The Split Algorithm: From Chaos to Clean Commits

This is where the real engineering challenge lives. Currently, Omni uses a fixed batch size of 3 files when autoSplit is enabled:[^2]

const batchSize = autoSplit ? 3 : Math.max(1, selected.length);
const totalCommits = Math.max(1, Math.ceil(selected.length / batchSize));

This works, but it has no semantic understanding of which files belong together logically. The proposed AI-enhanced approach replaces this with a three-phase hybrid architecture:[^2]

Phase 1: Static Analysis (instant, no AI)

Before any model is called, Omni extracts metadata from the full file — not just the diff. This is the key insight: diff tells you what changed; the full file tells you why it matters.[^2]

interface FileDossier {
  path: string;
  diff: string;
  imports: string[];    // What it depends on
  exports: string[];    // What it exposes  
  fileType: 'component' | 'hook' | 'util' | 'test' | 'config' | 'type';
  detectedDomain: string;  // From path: "user", "auth", "checkout"
}

From this, Omni builds a relationship graph deterministically — import chains, test-file pairing (UserService.test.tsUserService.ts), directory clustering. This handles 80% of grouping decisions with zero AI cost.[^2]

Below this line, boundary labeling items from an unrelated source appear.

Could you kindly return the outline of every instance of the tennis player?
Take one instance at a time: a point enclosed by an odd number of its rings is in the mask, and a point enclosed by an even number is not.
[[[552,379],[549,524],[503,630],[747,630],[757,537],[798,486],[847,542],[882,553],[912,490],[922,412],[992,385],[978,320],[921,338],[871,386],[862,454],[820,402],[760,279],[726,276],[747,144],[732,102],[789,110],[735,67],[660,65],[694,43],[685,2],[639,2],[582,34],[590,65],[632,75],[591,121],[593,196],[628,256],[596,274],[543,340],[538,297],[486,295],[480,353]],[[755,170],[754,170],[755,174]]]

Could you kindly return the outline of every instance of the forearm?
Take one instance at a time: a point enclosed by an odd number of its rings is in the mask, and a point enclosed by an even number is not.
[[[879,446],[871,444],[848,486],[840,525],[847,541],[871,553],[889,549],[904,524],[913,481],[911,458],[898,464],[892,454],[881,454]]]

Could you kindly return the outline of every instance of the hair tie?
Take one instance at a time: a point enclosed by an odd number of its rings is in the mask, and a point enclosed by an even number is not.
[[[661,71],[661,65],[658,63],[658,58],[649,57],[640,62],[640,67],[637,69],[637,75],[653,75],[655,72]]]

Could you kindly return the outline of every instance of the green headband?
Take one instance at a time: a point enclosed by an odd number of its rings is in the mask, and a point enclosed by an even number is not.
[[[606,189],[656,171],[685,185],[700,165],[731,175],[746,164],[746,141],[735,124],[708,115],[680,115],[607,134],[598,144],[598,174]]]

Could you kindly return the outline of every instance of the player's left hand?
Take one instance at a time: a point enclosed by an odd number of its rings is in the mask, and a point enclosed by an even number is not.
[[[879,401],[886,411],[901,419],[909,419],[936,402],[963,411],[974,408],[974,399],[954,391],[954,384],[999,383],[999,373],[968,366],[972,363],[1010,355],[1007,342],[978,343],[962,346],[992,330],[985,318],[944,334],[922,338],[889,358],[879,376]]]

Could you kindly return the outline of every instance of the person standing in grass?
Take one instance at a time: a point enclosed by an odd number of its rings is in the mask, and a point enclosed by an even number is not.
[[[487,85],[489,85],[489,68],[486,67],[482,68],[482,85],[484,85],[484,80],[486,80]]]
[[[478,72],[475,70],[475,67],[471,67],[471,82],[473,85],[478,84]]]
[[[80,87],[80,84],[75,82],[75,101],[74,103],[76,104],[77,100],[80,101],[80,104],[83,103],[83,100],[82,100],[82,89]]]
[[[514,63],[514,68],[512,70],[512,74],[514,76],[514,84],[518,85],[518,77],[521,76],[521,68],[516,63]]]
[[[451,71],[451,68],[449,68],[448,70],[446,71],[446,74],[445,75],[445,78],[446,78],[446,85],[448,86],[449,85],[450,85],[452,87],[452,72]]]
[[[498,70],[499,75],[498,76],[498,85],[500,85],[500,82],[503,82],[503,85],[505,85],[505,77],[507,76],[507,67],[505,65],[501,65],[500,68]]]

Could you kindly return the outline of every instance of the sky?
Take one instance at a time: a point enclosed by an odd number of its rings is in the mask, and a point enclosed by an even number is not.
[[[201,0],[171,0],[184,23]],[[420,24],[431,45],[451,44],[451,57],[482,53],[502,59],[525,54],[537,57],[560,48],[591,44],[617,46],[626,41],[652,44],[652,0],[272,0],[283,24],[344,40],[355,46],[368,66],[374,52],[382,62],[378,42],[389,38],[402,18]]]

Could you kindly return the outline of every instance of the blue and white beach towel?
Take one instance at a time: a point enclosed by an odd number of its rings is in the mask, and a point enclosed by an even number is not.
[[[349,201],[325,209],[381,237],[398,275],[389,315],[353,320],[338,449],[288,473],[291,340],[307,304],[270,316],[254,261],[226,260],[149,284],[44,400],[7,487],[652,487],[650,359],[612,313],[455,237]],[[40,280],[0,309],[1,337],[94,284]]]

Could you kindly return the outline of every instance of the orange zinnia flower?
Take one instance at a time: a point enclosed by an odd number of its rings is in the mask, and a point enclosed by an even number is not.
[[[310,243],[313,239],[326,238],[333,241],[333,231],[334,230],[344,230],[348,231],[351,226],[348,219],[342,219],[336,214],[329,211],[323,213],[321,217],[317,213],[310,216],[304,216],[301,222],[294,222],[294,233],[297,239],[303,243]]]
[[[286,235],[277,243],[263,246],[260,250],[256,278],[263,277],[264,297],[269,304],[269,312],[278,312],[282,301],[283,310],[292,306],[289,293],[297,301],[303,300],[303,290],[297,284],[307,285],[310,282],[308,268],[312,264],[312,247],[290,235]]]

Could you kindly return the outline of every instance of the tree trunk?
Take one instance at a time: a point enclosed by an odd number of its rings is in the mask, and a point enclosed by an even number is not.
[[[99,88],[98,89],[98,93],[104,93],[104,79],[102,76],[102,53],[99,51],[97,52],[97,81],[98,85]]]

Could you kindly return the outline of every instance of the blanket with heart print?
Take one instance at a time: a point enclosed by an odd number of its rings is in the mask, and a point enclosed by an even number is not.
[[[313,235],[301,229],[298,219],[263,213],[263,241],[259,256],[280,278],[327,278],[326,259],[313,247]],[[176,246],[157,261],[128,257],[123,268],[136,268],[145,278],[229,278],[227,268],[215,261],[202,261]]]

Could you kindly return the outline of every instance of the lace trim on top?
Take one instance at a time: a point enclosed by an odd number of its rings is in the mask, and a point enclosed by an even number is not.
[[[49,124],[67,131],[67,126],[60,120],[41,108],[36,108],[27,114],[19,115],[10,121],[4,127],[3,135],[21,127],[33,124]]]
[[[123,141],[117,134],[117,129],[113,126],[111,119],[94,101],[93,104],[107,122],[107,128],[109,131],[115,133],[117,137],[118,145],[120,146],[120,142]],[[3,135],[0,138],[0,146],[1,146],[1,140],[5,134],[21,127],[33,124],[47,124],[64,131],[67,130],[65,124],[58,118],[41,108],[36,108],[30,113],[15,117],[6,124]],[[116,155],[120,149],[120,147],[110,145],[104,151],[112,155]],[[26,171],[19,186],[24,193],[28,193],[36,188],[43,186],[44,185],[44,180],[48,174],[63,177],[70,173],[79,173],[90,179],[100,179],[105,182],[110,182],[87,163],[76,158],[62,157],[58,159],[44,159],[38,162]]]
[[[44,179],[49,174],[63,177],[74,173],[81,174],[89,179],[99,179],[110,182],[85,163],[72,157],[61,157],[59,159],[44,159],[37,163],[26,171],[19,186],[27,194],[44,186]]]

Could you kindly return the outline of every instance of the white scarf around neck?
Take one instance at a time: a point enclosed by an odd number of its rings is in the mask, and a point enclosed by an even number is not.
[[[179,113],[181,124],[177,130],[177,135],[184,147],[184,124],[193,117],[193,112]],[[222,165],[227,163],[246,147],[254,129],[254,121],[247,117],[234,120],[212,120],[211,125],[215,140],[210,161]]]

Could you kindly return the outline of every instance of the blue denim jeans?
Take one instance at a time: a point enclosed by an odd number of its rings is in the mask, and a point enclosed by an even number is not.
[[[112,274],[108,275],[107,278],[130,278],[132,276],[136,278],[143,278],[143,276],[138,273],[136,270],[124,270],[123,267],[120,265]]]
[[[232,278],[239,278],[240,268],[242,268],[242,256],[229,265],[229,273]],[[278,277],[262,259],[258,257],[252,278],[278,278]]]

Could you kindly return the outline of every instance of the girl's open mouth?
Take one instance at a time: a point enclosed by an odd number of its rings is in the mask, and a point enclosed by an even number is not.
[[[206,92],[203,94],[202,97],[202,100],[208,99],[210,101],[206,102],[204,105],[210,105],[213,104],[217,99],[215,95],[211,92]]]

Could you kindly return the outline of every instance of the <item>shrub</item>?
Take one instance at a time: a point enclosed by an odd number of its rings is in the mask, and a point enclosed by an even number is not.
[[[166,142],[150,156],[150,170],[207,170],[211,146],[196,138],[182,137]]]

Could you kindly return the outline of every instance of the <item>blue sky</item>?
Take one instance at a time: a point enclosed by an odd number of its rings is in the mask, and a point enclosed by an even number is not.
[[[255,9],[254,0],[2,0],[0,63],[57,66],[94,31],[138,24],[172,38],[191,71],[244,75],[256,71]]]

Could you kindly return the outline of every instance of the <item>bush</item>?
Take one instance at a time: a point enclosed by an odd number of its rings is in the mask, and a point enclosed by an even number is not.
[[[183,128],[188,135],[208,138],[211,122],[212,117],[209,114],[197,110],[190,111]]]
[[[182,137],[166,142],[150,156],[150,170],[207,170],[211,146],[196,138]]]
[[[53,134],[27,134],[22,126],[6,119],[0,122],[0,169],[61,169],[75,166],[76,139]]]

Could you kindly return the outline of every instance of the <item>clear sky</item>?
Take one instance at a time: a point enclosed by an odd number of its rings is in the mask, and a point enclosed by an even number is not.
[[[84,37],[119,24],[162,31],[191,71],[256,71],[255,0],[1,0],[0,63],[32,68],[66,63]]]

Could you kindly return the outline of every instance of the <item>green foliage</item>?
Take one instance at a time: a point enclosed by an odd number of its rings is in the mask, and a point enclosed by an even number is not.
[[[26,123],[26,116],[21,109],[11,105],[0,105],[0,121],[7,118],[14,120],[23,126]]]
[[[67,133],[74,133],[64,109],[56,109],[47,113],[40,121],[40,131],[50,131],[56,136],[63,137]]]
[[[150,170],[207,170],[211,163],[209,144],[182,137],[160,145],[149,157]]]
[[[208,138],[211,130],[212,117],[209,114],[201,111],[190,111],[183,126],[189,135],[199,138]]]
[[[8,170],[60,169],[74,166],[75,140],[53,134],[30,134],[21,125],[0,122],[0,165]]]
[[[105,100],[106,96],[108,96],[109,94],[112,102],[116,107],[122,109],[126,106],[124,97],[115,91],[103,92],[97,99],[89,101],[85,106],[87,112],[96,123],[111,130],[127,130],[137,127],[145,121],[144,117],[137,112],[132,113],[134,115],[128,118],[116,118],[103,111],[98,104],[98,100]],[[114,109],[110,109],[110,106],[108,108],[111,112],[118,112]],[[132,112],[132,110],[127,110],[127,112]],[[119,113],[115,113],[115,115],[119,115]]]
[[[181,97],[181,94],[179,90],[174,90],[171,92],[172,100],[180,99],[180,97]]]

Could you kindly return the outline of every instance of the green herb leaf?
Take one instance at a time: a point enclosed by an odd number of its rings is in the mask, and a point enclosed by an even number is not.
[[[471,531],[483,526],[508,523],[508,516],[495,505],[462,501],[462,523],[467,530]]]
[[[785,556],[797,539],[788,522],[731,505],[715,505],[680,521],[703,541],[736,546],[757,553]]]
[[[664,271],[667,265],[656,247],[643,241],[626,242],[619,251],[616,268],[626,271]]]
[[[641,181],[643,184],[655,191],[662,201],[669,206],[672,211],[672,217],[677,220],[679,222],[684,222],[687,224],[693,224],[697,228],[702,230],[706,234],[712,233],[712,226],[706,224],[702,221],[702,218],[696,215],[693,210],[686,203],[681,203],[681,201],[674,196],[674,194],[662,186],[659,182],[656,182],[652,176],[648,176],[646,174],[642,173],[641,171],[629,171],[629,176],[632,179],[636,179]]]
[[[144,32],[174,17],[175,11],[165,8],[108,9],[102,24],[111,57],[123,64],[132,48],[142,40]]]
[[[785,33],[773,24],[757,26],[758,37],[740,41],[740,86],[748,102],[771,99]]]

Phase 2: AI Refinement (fast, small prompts)

The LLM only answers questions that require judgment: Is this a feature or a fix? Do these two unrelated-looking files actually belong together? For each candidate cluster: "Should this be 1 or 2 commits?" Cross-cluster: "Do any files belong elsewhere?"[^2]

Phase 3: Message Generation (current approach)

Generate title and body per commit using the enriched context from all six sources.[^2]

Adaptive Model Strategy

The architecture scales up gracefully across model tiers:[^2]

Model Tier Examples Context Strategy
Tiny (4K tokens) Apple AFM 4K Many micro-calls, compressed structured prompts
Medium Ollama (Llama, Mistral) 8–32K Batched parallel calls
Large GPT 5.2, Opus 4.5, Gemini 3 128K–1M+ Single-pass — send everything at once

For AFM's tight 4K window, every token counts. Instead of natural language prompts, Omni uses structured formats:[^2]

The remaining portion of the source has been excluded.